A nova legislação institui o “salário-paternidade” como benefício previdenciário, transferindo o custeio do afastamento das empresas para a Previdência Social (INSS). O objetivo central da medida é equiparar a proteção à paternidade às garantias já existentes para a maternidade, promovendo a igualdade de gênero no mercado de trabalho e incentivando a participação ativa dos pais nos cuidados com os filhos recém-nascidos ou adotados.
A implementação do novo prazo ocorrerá de forma escalonada para mitigar os impactos econômicos. Nos dois primeiros anos de vigência da lei (a partir de 2027), a licença será de 10 dias. No terceiro ano (2028), passará para 15 dias, alcançando o limite de 20 dias a partir do quarto ano (2029). O texto também autoriza o fracionamento do período, permitindo que o trabalhador utilize metade dos dias logo após o nascimento ou adoção e o restante em até 180 dias.
Além da ampliação do prazo, o projeto garante estabilidade no emprego durante e após o período de licença.
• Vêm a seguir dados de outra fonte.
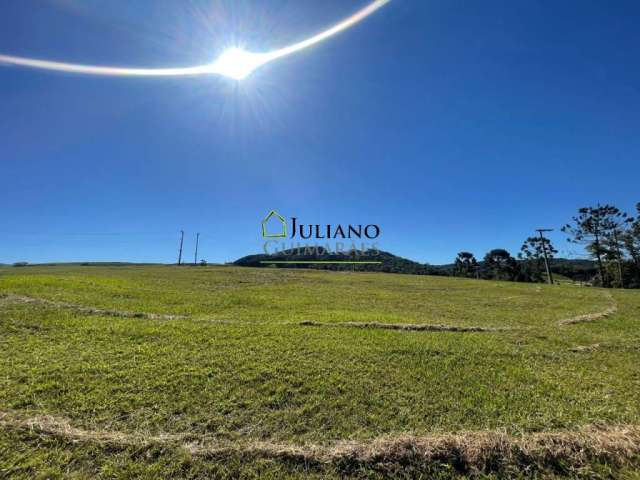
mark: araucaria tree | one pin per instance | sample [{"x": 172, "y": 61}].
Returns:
[
  {"x": 601, "y": 230},
  {"x": 500, "y": 265},
  {"x": 465, "y": 265},
  {"x": 631, "y": 241},
  {"x": 532, "y": 255}
]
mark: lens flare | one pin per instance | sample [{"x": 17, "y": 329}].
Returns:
[{"x": 234, "y": 63}]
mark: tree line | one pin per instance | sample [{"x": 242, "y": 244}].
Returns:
[{"x": 610, "y": 236}]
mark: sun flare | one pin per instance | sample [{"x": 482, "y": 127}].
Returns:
[
  {"x": 237, "y": 63},
  {"x": 233, "y": 63}
]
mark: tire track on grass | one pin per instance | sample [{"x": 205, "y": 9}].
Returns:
[
  {"x": 24, "y": 300},
  {"x": 592, "y": 317}
]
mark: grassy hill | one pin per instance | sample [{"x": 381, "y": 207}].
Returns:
[{"x": 227, "y": 372}]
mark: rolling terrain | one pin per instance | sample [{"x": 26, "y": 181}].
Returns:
[{"x": 229, "y": 372}]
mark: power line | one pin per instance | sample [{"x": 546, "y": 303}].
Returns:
[
  {"x": 181, "y": 244},
  {"x": 195, "y": 258},
  {"x": 544, "y": 251}
]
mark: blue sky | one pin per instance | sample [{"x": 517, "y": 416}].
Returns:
[{"x": 451, "y": 124}]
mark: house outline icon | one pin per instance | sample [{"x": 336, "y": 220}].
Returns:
[{"x": 283, "y": 232}]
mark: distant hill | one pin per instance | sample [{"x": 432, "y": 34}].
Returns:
[
  {"x": 389, "y": 263},
  {"x": 575, "y": 269}
]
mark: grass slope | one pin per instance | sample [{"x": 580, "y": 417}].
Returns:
[{"x": 240, "y": 368}]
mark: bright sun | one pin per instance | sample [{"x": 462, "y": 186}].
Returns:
[{"x": 237, "y": 63}]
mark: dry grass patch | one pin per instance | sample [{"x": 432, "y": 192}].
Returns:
[
  {"x": 476, "y": 451},
  {"x": 414, "y": 327}
]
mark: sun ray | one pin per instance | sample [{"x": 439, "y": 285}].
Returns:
[{"x": 234, "y": 63}]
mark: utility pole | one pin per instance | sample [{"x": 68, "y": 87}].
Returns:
[
  {"x": 181, "y": 243},
  {"x": 544, "y": 250},
  {"x": 619, "y": 256},
  {"x": 195, "y": 258}
]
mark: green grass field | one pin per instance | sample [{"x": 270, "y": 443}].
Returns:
[{"x": 236, "y": 387}]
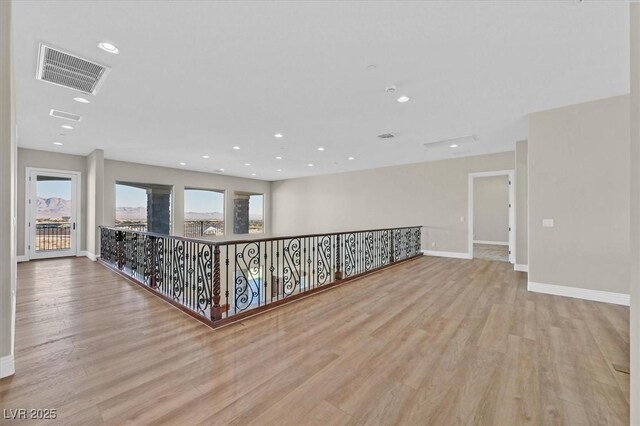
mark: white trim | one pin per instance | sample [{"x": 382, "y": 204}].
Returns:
[
  {"x": 88, "y": 254},
  {"x": 521, "y": 268},
  {"x": 580, "y": 293},
  {"x": 512, "y": 210},
  {"x": 495, "y": 243},
  {"x": 453, "y": 254},
  {"x": 7, "y": 366}
]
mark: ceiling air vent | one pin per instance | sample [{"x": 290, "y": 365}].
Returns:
[
  {"x": 459, "y": 141},
  {"x": 66, "y": 115},
  {"x": 67, "y": 70},
  {"x": 386, "y": 136}
]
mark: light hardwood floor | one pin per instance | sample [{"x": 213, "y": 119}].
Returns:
[{"x": 432, "y": 341}]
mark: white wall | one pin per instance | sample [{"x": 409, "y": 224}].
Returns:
[
  {"x": 522, "y": 203},
  {"x": 491, "y": 209},
  {"x": 579, "y": 177},
  {"x": 433, "y": 194},
  {"x": 7, "y": 197}
]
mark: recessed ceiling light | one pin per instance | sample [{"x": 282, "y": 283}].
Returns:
[{"x": 108, "y": 47}]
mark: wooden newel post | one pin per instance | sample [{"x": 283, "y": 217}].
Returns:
[
  {"x": 120, "y": 248},
  {"x": 338, "y": 274},
  {"x": 392, "y": 252},
  {"x": 216, "y": 311}
]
O benefício abrange tanto pais biológicos quanto adotivos e prevê que, em casos excepcionais, como o falecimento da mãe, o pai terá direito ao período integral equivalente à licença-maternidade, de 120 dias.
A proposta estabelece ainda mecanismos de proteção à criança e à mulher. O benefício poderá ser suspenso, cessado ou indeferido caso existam indícios concretos de prática de violência doméstica ou familiar, ou de abandono material por parte do pai em relação à criança ou ao adolescente sob sua responsabilidade.
O projeto original foi apresentado em 2007 pela ex-senadora Patrícia Saboya e relatado no Senado por Ana Paula Lobato (PDT-MA). A aprovação atende a uma determinação do Supremo Tribunal Federal (STF), que em dezembro de 2023 estipulou um prazo para que o Congresso Nacional regulamentasse a licença-paternidade, direito previsto de forma transitória na Constituição de 1988.